Spencer Ackerman laments the acceptance of evidence into Omar Khadr's trial that was obtained after he was threatened with rape:
While I was in Afghanistan, the military judge in Khadr's case, Colonel Patrick Parrish, ruled that much of the evidence against Khadr taken from his interrogations can be used against him at trial. Those statements came after one of his interrogators, Joshua Claus, told Khadr a grotesque parable about an uncooperative young detainee being raped to death. How any of this squares with the Military Commissions Act of 2009’s stated protections against the admissibility of statements delivered under coercive environments is beyond me.

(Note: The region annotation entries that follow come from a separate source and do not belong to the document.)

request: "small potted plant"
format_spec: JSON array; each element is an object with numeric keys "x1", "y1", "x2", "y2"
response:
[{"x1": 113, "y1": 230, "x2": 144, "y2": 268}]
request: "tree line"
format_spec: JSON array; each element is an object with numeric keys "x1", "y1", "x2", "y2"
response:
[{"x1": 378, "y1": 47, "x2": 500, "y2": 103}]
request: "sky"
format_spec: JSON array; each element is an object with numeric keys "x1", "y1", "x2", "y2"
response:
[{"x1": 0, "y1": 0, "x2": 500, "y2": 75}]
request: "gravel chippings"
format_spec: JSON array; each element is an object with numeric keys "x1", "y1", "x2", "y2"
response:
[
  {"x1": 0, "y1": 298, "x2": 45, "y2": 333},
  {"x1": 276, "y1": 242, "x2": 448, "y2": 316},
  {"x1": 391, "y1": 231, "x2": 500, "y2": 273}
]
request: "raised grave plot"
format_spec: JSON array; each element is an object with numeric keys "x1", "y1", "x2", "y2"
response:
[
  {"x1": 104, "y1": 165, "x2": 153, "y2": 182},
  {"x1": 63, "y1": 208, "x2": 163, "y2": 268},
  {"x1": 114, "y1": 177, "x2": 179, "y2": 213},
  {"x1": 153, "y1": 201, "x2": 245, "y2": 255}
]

Again, this is a ticking time bomb for the administration. And they know it. If they didn't know it, they wouldn't be fretting to the media about it. Once the case of the first child soldier trial since World War II (Khadr is now an adult, but he was 15 at the time of the alleged crime) gets appealed and is put before a federal judge, this case is likely to end the same way Mohammed Jawad's did. When that happens, the Liz Cheneys of the world aren't going to be any more merciful than they would have been if they had gotten Khadr to take a plea deal.
Of course, in the process, Khadr's trial may completely undermine the moral legitimacy of the military-commissions process all over again. But the administration should have thought of that before they brought them back and decided to try someone for the alleged killing of a uniformed soldier when the accused was 15 as a war crime.